Kerugian besar akibat lelang sepihak

Dua aset milik mereka di Pererenan, Badung (1.100 m²) dan Padangsambian Kaja, Denpasar (250 m²) telah dilelang dengan total harga Rp5,4 miliar. Namun, berdasarkan appraisal independen, seharusnya aset tersebut bisa mencapai Rp8,8 miliar. 

Artinya, pasangan ini mengalami kerugian Rp3,4 miliar akibat dugaan maladminstrasi dalam proses lelang.

Setelah kehilangan dua aset tersebut, Bank Mandiri tetap menuntut pelunasan Rp2,8 miliar dan berencana melelang rumah utama mereka di Padangsambian Kaja, Denpasar Barat. 

Rumah ini bukan sekadar tempat tinggal, tetapi juga memiliki merajan, tempat ibadah yang menjadi pusat kehidupan spiritual keluarga.

"Ini bukan hanya tentang utang, ini tentang kehormatan dan identitas kami. Jika rumah ini dilelang, kami kehilangan warisan leluhur yang telah kami jaga selama ini," tegas dr. Suryahadi.

Mahkamah Agung, harapan terakhir untuk keadilan

Kasus ini telah sampai ke Mahkamah Agung. Dalam memori kasasinya, dr. Suryahadi meminta:

• Pembatalan putusan Pengadilan Negeri dan Pengadilan Tinggi Denpasar.

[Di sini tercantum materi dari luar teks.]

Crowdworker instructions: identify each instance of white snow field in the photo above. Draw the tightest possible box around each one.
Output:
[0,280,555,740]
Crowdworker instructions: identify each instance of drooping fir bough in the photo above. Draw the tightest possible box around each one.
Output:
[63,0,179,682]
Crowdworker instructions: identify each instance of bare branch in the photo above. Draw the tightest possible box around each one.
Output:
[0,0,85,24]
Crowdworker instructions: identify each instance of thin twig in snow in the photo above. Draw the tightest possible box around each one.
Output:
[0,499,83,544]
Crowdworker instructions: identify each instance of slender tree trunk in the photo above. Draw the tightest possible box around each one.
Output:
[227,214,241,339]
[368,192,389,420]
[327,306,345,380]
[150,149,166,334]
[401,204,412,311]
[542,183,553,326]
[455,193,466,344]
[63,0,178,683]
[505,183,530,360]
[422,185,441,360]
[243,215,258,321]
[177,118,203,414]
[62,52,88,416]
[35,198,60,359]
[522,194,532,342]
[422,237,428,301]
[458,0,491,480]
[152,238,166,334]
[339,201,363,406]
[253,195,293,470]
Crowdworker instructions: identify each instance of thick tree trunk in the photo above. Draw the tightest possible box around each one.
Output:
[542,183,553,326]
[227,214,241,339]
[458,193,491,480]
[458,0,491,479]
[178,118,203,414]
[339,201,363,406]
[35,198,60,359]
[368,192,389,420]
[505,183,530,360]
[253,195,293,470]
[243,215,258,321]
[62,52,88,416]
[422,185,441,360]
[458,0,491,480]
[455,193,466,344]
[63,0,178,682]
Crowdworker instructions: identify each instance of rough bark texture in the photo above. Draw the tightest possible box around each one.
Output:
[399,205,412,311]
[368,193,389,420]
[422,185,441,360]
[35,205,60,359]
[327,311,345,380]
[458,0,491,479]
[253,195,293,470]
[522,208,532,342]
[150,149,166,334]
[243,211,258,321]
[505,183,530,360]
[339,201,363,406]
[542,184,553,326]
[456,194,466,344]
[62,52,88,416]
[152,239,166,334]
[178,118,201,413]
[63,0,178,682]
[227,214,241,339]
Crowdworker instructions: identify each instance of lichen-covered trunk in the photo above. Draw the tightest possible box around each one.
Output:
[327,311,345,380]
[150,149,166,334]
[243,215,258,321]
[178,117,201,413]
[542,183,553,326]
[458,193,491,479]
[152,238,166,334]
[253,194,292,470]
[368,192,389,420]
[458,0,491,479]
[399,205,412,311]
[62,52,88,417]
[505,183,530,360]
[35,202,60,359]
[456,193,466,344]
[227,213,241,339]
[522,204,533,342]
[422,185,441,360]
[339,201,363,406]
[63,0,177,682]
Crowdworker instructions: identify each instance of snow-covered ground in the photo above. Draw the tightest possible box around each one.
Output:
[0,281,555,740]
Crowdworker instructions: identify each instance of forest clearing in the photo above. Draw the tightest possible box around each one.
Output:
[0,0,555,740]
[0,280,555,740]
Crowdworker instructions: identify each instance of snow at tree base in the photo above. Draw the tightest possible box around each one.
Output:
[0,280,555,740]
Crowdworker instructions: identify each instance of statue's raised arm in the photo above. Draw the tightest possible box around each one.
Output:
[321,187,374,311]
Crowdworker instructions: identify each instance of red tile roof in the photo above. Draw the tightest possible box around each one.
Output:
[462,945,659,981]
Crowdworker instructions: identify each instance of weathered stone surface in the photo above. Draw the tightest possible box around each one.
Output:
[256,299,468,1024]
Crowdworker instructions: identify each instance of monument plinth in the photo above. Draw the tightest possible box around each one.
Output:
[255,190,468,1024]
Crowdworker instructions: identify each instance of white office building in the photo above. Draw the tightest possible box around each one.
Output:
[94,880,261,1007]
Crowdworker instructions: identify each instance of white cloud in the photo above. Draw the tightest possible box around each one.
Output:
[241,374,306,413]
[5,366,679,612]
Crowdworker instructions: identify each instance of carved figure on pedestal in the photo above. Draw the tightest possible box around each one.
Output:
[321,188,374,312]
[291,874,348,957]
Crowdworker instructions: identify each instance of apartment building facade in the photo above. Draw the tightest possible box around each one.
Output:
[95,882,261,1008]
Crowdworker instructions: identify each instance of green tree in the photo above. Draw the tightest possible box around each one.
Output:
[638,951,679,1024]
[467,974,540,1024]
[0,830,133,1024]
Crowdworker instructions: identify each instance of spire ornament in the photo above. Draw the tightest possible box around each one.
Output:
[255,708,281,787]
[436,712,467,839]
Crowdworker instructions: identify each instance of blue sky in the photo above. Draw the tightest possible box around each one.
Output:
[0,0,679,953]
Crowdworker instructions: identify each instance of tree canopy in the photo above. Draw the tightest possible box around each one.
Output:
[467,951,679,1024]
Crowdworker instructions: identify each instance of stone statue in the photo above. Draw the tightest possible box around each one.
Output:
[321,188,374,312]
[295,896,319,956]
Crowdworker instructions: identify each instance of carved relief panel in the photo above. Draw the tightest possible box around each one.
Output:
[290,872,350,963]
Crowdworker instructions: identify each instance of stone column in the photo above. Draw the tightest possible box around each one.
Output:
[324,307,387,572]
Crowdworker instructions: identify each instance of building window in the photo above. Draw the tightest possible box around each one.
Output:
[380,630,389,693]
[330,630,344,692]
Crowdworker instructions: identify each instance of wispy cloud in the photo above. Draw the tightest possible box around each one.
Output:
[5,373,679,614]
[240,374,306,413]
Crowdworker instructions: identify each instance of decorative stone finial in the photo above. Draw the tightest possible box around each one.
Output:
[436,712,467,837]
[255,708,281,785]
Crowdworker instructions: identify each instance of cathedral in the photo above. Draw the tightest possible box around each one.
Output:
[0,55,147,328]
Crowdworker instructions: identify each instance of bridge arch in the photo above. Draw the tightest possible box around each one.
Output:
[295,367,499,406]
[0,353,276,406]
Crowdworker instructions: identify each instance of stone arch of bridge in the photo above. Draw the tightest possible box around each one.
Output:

• Penetapan bahwa Bank Mandiri telah melakukan perbuatan melawan hukum.

• Penghentian proses lelang hingga perkara selesai.

• Pengembalian aset yang telah dilelang tanpa syarat.

Masyarakat mulai memberikan dukungan luas, melihat kasus ini bukan hanya sebagai sengketa pribadi, tetapi juga cerminan bagaimana rakyat kecil bisa dirugikan oleh korporasi besar.

"Kami hanya ingin keadilan. Kami sudah berusaha melaksanakan kewajiban, tetapi justru diperlakukan semena-mena. Kami berharap Mahkamah Agung bisa melihat kebenaran dan memberikan keputusan yang adil," harap dr. Suryahadi.

"Apakah Mahkamah Agung akan membela hak rakyat kecil, atau tetap berpihak pada korporasi besar? Publik menunggu keputusannya, " ujar Suriantama Nasution selaku kuasa hukum. (Ray)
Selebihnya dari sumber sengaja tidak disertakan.